There were police on the second bridge but Joktar’s momentary hesitation as he sighted that guard did not even break his steady gait. Nor did any of the guards pay him attention until he reached the other end of the span where the vast pile of the Seven Stars loomed in a display of lighting and fantastic, scrambled architecture from the edge of the sea well into Loki’s sky.

“Ident, Gentlehomo?”

With a gesture he hoped careless enough, Joktar drew out the folder, flipped it open.

“Your business here, scout?”

Joktar grinned. “Just in from the rim, officer, what do you think?”

The police sentry laughed. “From what I’ve heard, scout, you’d better keep off the joy juice. That commander of yours isn’t too easy in judging a morning-after alibi.”

“You got it,” Joktar agreed. “But then, what commander ever is?”

“Lift one for me.” The sentry handed back the case. “It’s going to be a long night.”

“Something special up?” Joktar made that question as casual as he could.

The sentry shrugged. “Alert B, not that that means much. We get that thrown in our teeth every time a vip has one over five and something leers at him from the vapor shower the next morning. Keep your ident handy, though, they may ask you your name pretty often under a B.”
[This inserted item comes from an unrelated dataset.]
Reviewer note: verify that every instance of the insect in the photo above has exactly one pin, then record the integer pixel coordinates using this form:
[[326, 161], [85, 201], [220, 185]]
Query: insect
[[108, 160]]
“Thanks for the tip.” Joktar sketched a salute and walked on passing from the bridge into the rim of garden beyond. So there was an alert on. But he could not believe that it had been triggered by the discovery of his escape from the clinic. Certainly there would have been a tighter control at the bridge if that were true.

Joktar stepped into the shadow of a fantastically twisted tree and
stopped short, watching his back trail. But if anyone had shadowed him from the second island that simplest of checks did not smoke him out. The sounds of music, laughter, and a kind of muted roar issued from the Seven Stars, with the wash of waves making a dull undertone. He could detect no such footfalls as announced the scout.

A party of four gaily dressed couples came out of a flowery clump and ran laughing toward the building. Joktar cut across their path, reached a terrace set with tables, all occupied, and threaded a way
between them to the door. Another dining room, and the clothing styles of a dozen planets or systems, a babble of tongues which branched from basic Terran speech to mutate into almost incomprehensible idioms
used on the planets of far flung stars.

He looked for a gray tunic to match his own; saw only one at a far table so he turned in the opposite direction. The smell of good food tickled his nostrils, offered a temptation which was hard to resist. But he kept on toward the next door. And he had almost reached that point when he checked, his startled gaze centering on two men who had just arisen from a small side booth intended for privacy and were now on their way to the same exit he had marked. One of them turned his head a fraction and Joktar knew he was right: Samms!

The Terran rounded a last table, took the two steps up to the door in a quick scramble, and came out, not into a hall or lounge as he had expected, but into a vast bubble which was a city in itself, rising in levels, each crowded with shops, ribboned with move-belts carrying full quotas of passengers, a kaleidoscope of ever-moving color in which it would be very easy to lose any quarry.